Zac Stacy (Running Back)
In addition to keeping Chris Ivory, the Jets loaded up on running backs this offseason by bringing back Bilal Powell and Darryl Richardson before signing Stevan Ridley and then trading for Zac Stacy during the NFL Draft. While Todd Bowles would not place newcomers Stacy and Ridley into the team's ordinal depth chart, Stacy has to be the most intriguing darkhorse of the group. In one of the best running back classes in recent memory, why did the Jets chose to move a seventh round pick for a player displaced by both Tre Mason and Todd Gurley in St. Louis?
First, go read Matt Waldman's clairvoyant scouting conclusions on Stacy. While it is clear that Stacy is a bowling ball type who ends his run with good lean, his technique and style of play could limit his efficiency. Stacy is a talented player, but one who has not been immune to displacement on the depth chart, much like Bilal Powell.

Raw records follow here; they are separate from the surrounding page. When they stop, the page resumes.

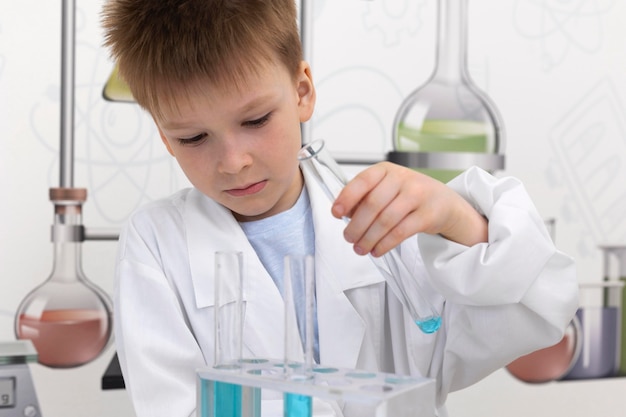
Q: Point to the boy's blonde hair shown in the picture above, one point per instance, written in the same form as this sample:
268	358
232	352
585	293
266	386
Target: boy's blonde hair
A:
167	47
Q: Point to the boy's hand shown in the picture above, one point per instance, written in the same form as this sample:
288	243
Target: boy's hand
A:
387	203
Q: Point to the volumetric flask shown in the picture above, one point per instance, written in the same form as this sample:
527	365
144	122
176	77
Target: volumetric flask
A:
448	124
316	160
68	318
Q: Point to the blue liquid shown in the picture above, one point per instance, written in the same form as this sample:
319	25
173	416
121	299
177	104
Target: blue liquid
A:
430	325
227	400
297	405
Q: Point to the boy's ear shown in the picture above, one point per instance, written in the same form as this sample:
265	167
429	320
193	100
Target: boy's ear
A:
165	142
306	92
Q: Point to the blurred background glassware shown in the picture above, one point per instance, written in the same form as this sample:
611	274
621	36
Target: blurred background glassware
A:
448	124
614	265
599	314
68	318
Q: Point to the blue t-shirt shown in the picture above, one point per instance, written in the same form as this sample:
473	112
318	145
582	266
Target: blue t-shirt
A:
289	232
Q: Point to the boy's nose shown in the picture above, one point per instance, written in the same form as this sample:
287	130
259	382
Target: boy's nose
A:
233	158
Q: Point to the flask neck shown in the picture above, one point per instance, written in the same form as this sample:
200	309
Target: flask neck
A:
67	236
451	59
67	266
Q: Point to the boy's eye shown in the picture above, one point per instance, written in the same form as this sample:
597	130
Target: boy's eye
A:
257	122
193	140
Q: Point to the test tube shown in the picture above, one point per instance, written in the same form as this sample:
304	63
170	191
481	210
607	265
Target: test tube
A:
316	160
298	296
226	399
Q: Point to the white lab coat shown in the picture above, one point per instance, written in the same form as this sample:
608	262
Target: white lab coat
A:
499	300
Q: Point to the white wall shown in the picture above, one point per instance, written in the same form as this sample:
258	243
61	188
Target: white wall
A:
555	70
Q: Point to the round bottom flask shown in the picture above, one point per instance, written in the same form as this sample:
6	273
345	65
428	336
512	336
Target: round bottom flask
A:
67	318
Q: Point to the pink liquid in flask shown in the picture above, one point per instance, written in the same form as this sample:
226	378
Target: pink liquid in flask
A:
66	338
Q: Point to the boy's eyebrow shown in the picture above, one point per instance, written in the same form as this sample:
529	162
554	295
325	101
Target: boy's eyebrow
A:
255	102
244	108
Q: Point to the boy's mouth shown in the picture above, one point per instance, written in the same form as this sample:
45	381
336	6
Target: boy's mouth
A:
247	190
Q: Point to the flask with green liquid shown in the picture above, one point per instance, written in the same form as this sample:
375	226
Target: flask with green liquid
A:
448	124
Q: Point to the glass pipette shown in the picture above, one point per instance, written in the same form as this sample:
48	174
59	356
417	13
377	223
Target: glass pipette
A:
317	161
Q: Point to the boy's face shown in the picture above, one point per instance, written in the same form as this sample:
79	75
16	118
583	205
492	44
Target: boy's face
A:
240	146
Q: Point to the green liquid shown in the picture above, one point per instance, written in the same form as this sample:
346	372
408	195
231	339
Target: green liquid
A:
444	136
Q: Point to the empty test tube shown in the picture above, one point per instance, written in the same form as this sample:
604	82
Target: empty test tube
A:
298	295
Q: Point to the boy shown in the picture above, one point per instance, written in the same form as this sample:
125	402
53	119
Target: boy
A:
225	83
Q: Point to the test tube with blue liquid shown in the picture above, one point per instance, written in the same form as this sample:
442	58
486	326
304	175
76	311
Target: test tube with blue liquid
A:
299	299
227	399
317	161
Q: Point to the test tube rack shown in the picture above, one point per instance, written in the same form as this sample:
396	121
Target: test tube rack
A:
387	394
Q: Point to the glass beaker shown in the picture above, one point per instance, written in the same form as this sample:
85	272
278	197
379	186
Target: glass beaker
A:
68	318
448	124
599	314
614	266
315	159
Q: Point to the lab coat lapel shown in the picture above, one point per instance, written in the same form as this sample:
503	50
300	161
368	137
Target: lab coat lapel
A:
337	270
263	334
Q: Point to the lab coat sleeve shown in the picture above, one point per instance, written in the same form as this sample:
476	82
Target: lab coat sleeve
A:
157	351
507	297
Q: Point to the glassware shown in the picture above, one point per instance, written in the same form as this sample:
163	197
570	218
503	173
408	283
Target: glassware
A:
67	318
298	295
448	124
228	399
614	260
599	315
316	160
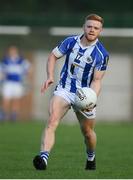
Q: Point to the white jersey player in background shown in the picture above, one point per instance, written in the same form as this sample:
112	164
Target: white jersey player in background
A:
85	65
14	68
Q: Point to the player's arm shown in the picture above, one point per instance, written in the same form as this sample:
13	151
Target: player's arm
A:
50	72
96	82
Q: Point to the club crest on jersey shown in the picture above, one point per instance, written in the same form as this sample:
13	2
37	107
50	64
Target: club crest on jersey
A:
89	60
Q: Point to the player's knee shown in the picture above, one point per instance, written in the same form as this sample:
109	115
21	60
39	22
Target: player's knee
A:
53	122
89	133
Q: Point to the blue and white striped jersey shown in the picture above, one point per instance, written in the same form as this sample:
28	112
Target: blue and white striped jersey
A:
80	62
14	69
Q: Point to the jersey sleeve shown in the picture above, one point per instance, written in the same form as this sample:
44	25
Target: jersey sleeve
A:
62	48
102	65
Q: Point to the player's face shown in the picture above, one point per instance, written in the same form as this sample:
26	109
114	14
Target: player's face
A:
92	30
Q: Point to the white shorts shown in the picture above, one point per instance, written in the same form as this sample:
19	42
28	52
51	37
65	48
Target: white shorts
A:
12	90
69	97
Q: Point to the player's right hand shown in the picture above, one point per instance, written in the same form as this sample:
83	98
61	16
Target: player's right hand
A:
46	84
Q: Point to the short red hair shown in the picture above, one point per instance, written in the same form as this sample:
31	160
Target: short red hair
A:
94	17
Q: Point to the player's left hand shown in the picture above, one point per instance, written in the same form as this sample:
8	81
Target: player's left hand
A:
89	109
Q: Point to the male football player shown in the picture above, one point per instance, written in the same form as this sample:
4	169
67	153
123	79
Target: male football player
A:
85	65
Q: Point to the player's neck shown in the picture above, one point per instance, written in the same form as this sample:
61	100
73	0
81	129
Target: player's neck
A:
85	42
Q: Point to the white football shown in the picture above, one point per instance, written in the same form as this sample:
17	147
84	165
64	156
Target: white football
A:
85	98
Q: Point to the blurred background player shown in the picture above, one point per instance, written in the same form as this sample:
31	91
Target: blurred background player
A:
85	66
14	69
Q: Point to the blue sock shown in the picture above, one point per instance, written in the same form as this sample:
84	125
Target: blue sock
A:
90	155
45	156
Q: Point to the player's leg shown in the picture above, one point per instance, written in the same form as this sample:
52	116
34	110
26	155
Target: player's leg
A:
58	108
17	95
15	108
6	105
87	127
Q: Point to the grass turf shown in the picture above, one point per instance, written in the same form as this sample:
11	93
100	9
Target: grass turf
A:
20	142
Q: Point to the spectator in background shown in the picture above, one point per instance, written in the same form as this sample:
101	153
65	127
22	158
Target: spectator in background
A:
14	69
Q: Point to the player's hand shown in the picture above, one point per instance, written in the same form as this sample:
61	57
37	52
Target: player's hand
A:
46	84
89	108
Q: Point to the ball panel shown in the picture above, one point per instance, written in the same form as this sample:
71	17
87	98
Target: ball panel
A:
85	98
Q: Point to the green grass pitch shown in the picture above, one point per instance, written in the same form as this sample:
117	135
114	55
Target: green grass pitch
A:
20	142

While Ivory has been seeing lots of work this spring as a runner and pass catcher, Chan Gailey prizes running backs who can be effective in both the run and pass. during their Because of Stacy's physical gifts and solid measured speed and agility he profiles as a player who might wind up as the best pass-catcher of the group and for that reason Rotoviz is intrigued by the opportunity Stacy might get in New York. Antony Amico wrote for Rotoviz that:
I absolutely think that Stacy has a chance to be the Jets’ lead point scorer at RB this season. It wouldn’t surprise me to see him pass Ivory at some point this year for carries due to his ability as a receiver (and Ivory’s lack of ability there). Stacy is the only player on the team with true workhorse history.Apparently the team might have told the former Ram as much behind closed doors. "Coming into a system that obviously has competition going in but has good opportunities as well," Stacy told Kristian Dyer two weeks ago. Time will tell, but don't be surprised if Stacy doesn't gain some favor in Gailey's eyes if he can demonstrate solid production as a receiver.